Hannah Rich introduces her report exploring the response of local churches to the riots of summer 2024. How can our country and communities heal? 02/11/2024
It is now almost four months, or 120 days, since the most extensive outbreak of riots for a decade swept across England, sparked by the murder of three young girls in Southport. Put another way, that’s 120 daily news cycles that we have moved through since then, the pace of which makes the fractious heat of late July and early August seem like a dim memory on a snowy day in November.
Our new report Disunited Kingdom? explores the response and contribution of local churches in areas affected by the riots, both immediately and over the longer term in rebuilding communities. In September 2024, we interviewed 16 church leaders in 11 different places across England where there was significant rioting, including locations where hotels and mosques were attacked.
We found that churches were well–placed to respond in several ways. Firstly, they were able to leverage their strong community networks to work with other faith and activism groups locally. Through these, church leaders were often pre–emptively aware of the coming riots and thus able to offer solidarity and support to mosques and other local targets of violence.
Secondly, they drew on their institutional relationships with local police and local government. Coupled with their connection to other faith groups, this meant churches were well positioned to share reliable information with their communities and vice versa.
Thirdly, they maintained a trusted presence in the community, even when this was challenged or threatened by the riots themselves. Where the church could not fulfil its intuitive response of being a place of safety when the buildings were literally at the centre of the violence, communities still found ways of supporting vulnerable congregation members and making their presence felt.
Lastly, churches used their convening power to draw the community together for vigils, prayer events and moments of much–needed reflection and contemplation in the aftermath of the riots. Several of the clergy stressed that, while finding the words to do so was not easy, they had felt it important to pray for the victims and perpetrators alike, because all are part of the community they serve, and all are loved by God.
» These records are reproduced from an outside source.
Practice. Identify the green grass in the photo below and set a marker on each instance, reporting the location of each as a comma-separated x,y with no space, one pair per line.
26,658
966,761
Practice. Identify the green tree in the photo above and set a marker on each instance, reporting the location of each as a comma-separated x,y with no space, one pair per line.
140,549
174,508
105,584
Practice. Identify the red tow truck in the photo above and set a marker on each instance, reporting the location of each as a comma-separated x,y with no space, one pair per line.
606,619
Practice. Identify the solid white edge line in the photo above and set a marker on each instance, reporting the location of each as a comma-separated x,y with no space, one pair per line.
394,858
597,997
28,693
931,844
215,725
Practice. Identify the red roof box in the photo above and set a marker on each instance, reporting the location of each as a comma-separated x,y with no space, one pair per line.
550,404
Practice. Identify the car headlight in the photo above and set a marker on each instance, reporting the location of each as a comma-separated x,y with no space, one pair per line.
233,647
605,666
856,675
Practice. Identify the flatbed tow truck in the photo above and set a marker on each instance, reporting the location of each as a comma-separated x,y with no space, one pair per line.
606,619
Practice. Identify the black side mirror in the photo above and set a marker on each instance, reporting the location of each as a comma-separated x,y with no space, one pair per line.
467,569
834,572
There are lessons to learn from these experiences, about the causes of the riots and what preventative measures might be developed going forward. From this, we offer policy recommendations on cohesion and resilience policy, community engagement, youth provision, education, community spaces, mediation and the longevity of funding structures.
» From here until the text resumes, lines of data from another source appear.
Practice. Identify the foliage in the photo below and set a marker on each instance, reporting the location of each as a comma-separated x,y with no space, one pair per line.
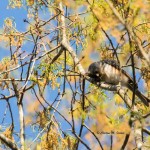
59,107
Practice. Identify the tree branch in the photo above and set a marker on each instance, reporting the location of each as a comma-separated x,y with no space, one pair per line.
8,142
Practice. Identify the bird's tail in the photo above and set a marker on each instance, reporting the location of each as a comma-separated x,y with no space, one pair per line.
142,97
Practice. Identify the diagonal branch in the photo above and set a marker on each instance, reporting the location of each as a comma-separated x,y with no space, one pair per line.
8,142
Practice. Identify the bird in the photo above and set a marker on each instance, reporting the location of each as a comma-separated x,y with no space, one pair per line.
110,72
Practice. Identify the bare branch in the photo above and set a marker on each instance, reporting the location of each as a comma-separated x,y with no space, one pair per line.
8,142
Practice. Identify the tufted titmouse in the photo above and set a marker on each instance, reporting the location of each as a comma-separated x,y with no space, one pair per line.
110,72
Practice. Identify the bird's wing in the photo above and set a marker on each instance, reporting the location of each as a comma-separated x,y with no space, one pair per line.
116,65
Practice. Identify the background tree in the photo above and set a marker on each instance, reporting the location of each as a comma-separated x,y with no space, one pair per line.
49,102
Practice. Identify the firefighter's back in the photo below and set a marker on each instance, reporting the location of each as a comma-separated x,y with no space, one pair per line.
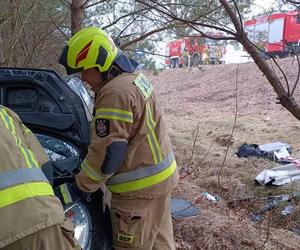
27,203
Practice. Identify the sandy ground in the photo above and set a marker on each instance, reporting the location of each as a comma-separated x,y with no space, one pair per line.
203,107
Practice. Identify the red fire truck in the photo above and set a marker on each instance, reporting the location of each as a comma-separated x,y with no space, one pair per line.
276,33
195,50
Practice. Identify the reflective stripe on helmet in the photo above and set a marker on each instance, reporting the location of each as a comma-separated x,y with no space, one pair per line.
21,175
30,159
142,177
89,48
115,114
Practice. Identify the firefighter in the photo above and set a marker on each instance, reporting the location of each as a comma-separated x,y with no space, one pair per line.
186,57
206,55
130,150
31,216
218,54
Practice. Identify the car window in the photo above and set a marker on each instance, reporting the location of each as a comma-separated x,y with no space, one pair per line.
79,88
56,148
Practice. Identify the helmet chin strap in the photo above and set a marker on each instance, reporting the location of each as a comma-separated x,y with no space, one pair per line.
111,73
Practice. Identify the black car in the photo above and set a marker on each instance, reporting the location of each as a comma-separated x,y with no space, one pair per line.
59,111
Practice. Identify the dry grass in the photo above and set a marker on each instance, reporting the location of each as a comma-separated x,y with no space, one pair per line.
199,109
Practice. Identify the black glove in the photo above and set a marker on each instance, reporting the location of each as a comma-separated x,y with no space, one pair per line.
70,193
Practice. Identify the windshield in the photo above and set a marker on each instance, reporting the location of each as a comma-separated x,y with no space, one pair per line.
57,149
79,88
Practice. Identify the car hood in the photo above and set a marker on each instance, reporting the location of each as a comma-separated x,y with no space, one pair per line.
45,104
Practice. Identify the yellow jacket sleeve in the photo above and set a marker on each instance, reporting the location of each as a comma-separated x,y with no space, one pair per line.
110,130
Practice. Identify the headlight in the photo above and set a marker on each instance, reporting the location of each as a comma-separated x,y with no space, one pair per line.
80,217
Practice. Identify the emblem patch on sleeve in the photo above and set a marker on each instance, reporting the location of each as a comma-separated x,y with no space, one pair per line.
102,127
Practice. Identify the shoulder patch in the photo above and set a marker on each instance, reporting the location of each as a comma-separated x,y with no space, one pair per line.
144,85
102,127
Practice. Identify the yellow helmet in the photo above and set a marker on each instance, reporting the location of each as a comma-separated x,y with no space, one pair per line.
90,47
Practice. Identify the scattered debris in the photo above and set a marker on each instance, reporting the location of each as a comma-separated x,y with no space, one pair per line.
181,208
279,175
273,151
210,197
274,202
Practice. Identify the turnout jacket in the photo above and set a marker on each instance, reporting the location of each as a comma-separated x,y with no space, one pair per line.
130,149
27,202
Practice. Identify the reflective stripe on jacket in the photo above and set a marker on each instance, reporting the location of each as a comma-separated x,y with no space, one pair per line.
27,202
129,113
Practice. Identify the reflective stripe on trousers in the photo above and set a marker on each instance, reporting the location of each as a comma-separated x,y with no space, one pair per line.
8,121
143,177
23,183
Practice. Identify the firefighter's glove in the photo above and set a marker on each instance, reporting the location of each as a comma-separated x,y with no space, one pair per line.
70,193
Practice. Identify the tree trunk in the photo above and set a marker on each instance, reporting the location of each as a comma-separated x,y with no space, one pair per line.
76,15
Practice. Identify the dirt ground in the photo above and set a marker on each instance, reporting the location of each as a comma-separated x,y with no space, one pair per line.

The report begins with a quote from Paul Lynch’s Booker Prize–winning novel Prophet Song:
“What is sung by the prophets is but the same song sung across time… that the world is always ending over and over again in one place but not another and that the end of the world is always a local event, it comes to your country and visits your town and knocks on the door of your house and becomes to others but some distant warning, a brief report on the news, an echo of events that has passed into folklore.”
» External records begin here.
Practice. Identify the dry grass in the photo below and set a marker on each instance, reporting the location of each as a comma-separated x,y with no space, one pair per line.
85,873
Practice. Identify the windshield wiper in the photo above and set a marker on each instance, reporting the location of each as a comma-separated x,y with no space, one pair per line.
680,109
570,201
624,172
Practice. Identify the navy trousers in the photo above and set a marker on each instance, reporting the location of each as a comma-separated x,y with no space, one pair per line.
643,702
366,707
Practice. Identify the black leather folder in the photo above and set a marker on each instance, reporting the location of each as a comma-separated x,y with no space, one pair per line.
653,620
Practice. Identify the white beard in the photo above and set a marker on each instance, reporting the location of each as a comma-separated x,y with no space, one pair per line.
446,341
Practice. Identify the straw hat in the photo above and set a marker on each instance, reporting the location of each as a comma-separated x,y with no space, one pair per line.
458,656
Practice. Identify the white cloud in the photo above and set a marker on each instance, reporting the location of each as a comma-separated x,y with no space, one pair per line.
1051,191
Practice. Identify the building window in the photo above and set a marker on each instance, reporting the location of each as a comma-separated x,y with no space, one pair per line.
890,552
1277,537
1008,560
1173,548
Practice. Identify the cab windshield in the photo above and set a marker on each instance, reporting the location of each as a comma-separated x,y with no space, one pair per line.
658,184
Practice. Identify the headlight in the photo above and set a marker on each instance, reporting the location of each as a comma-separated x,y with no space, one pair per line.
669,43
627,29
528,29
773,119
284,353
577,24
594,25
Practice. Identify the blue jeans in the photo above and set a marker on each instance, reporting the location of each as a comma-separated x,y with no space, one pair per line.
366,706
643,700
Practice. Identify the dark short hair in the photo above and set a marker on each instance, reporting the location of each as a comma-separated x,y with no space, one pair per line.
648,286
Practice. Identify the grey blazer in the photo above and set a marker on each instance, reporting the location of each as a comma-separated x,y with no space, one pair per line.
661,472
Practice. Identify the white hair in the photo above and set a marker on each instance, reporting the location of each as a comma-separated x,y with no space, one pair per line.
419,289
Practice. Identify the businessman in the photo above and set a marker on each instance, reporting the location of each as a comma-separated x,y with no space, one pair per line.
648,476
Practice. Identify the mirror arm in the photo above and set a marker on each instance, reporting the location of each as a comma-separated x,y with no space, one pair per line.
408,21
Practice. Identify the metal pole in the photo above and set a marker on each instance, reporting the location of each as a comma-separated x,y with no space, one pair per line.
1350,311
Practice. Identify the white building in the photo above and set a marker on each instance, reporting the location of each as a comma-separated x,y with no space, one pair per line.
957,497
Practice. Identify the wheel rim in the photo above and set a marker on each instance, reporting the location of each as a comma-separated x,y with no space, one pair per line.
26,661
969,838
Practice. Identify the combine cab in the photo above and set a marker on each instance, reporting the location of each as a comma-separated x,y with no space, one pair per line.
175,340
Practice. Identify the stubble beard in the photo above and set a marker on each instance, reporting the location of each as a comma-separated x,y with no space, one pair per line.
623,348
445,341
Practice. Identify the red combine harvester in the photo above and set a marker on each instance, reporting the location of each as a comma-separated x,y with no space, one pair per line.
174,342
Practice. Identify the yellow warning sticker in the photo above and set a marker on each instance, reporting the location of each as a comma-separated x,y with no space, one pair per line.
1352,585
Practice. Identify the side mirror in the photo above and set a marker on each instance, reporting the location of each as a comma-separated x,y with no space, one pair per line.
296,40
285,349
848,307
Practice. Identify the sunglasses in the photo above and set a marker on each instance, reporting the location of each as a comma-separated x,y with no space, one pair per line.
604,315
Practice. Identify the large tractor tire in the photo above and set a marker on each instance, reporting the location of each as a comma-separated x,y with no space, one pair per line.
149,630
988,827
In order to heal, as communities and as a country, from the events of this summer, it is important that they do not too quickly become “but an echo passed into folklore”. If there is one message that came through in every interview with a church leader in this research, it was the hope that we do not rush to find easy solutions but rather engage in the deep listening needed to genuinely restore fractured lives and communities. Our hope is that this report will equip and encourage policymakers and churches alike to begin that process.